Men over genes: The twisted evolutionary view of humanity is evident in this piece on The Conversation by female anthropologist Jo Setchell, “Why men are not biologically useless after all…” Don’t think her mission is to rescue male self-esteem. Thinking evolutionarily, she writes under a huge photo of Charles Darwin,
The question of why sex is so widespread across nature has intrigued and puzzled scientists for a very long time. From a biological [i.e., evolutionary] perspective, the purpose of life is to pass on your genes to the next generation. Asexual organisms, such as bacteria, do this simply by duplicating themselves.
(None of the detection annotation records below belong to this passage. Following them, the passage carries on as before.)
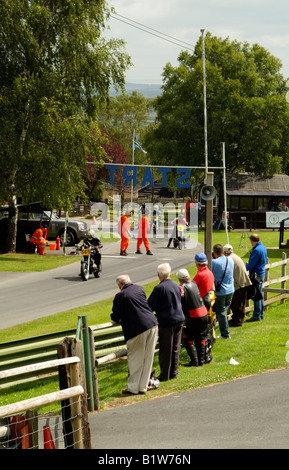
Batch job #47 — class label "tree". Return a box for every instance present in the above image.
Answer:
[145,33,289,180]
[99,91,151,155]
[85,131,129,199]
[0,0,130,251]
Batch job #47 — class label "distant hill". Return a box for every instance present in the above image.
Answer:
[110,83,161,98]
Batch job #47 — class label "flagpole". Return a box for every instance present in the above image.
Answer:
[130,130,134,209]
[201,29,208,176]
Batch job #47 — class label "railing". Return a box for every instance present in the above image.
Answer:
[0,253,289,395]
[0,357,87,449]
[245,253,289,312]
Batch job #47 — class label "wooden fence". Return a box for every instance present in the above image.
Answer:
[0,357,87,449]
[245,252,289,312]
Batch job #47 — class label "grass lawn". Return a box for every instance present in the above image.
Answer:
[0,231,289,406]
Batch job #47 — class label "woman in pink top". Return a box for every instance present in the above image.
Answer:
[194,253,214,311]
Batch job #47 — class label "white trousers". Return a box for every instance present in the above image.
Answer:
[126,325,158,394]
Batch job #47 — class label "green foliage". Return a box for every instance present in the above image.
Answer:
[145,33,289,174]
[0,0,130,250]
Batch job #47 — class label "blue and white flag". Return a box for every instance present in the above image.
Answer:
[133,135,147,153]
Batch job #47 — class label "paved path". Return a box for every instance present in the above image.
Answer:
[89,369,289,450]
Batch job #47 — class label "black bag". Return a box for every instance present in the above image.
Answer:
[215,258,228,292]
[247,272,263,302]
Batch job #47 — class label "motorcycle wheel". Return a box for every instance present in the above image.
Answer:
[93,263,102,277]
[80,263,89,281]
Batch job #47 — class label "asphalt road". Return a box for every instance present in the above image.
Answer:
[89,366,289,450]
[0,235,202,329]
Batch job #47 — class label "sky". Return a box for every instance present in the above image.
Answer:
[107,0,289,84]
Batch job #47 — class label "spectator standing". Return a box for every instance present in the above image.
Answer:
[224,244,251,326]
[177,269,209,367]
[111,274,158,395]
[186,197,195,223]
[167,214,189,248]
[136,211,152,255]
[193,253,214,311]
[118,212,132,256]
[148,263,185,381]
[246,233,267,322]
[212,244,234,339]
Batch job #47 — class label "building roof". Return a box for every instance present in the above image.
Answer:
[226,173,289,197]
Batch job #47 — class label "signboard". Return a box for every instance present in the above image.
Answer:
[266,212,289,228]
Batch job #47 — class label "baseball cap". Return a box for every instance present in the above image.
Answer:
[195,253,208,263]
[177,269,190,280]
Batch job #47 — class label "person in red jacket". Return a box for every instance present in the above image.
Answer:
[136,211,152,255]
[118,212,132,256]
[177,269,208,367]
[30,227,49,252]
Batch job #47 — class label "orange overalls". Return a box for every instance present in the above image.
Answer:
[118,214,130,253]
[30,228,48,251]
[136,215,150,251]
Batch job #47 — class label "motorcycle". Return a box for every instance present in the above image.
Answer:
[173,224,185,250]
[152,210,159,235]
[80,241,102,281]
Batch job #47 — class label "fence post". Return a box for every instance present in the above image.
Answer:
[281,251,287,304]
[78,315,94,411]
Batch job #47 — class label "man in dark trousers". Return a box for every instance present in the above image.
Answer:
[148,263,185,381]
[111,274,158,395]
[177,269,209,367]
[246,233,267,322]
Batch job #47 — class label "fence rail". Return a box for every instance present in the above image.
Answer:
[0,253,289,390]
[0,356,89,449]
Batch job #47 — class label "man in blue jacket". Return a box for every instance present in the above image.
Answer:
[111,274,158,395]
[212,244,235,339]
[246,233,267,322]
[148,263,185,381]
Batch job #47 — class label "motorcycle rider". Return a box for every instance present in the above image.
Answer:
[83,229,103,268]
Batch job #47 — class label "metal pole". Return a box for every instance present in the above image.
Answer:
[130,130,134,209]
[201,29,208,175]
[78,315,94,411]
[222,142,229,243]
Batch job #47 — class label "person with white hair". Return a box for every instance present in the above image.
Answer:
[111,274,158,395]
[177,269,209,367]
[148,263,185,381]
[224,244,251,326]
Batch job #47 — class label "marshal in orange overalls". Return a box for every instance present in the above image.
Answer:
[118,214,130,255]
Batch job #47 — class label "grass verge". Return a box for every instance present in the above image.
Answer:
[0,231,289,407]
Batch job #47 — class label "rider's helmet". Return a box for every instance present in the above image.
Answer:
[87,229,94,238]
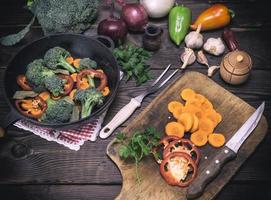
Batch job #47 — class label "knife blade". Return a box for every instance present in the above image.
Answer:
[186,102,265,199]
The offspring is an identical copy of the parent, which passes on all its genes.
Sexual organisms, however, need a partner to reproduce. Sexual species have two sexes, but only one of these can bear young. This means that sexual populations can only grow half as fast as asexual populations. Sex is also inefficient for the reason that you need to find a mate, which takes time and energy. Overall, life would be a lot simpler if we could just split in two to reproduce.
Setchell offers various speculations for the conundrum, based on thinking at the University of East Anglia (see press release). Her speculation for now is that “sexual selection – and partner choice – improves the overall genetic quality of a species and reduces the risk of population extinction.” This fails to explain why microbes and other asexual organisms continue to do so well.
One evolutionist famously expressed the selfish-gene view that “a chicken is an egg’s way of making another egg.” Genesis turns that upside down, focusing on the wonder and beauty of the mature organism. The chicken came first. The first humans were made as adults. For us humans, a sperm is a man’s way, and an egg a woman’s way, of making another human being in God’s image. Man and woman were created to be image-bearers of the Almighty God. In the Garden, sex was a means, not an end; it was God’s beautifully designed way to fill a perfect world with beings who would love, worship and obey Him. Sadly, rebellion led to atheism (rejection of the true Creator God) in all its varied forms.
We hope these entries will help dispel the evolutionary fogma from your eyes, and cause you to rejoice in the beautiful fit of science to the creation story found in Genesis. Evolutionary explanations seem forced and unnatural. The timescale is all off. Creation, Fall, Flood, Disperson—all these accounts really happened. Why are we surprised that the evidence fits? Why are we worried that evolutionists have a better “scientific” story? They don’t. They’re largely God-hating atheists who love Darwin. They’re determined to erase God from their thinking. When you acid-wash the Darwin bigotry out of the articles, and then take out the long-age assumptions, the real evidence fits Genesis. Read the book.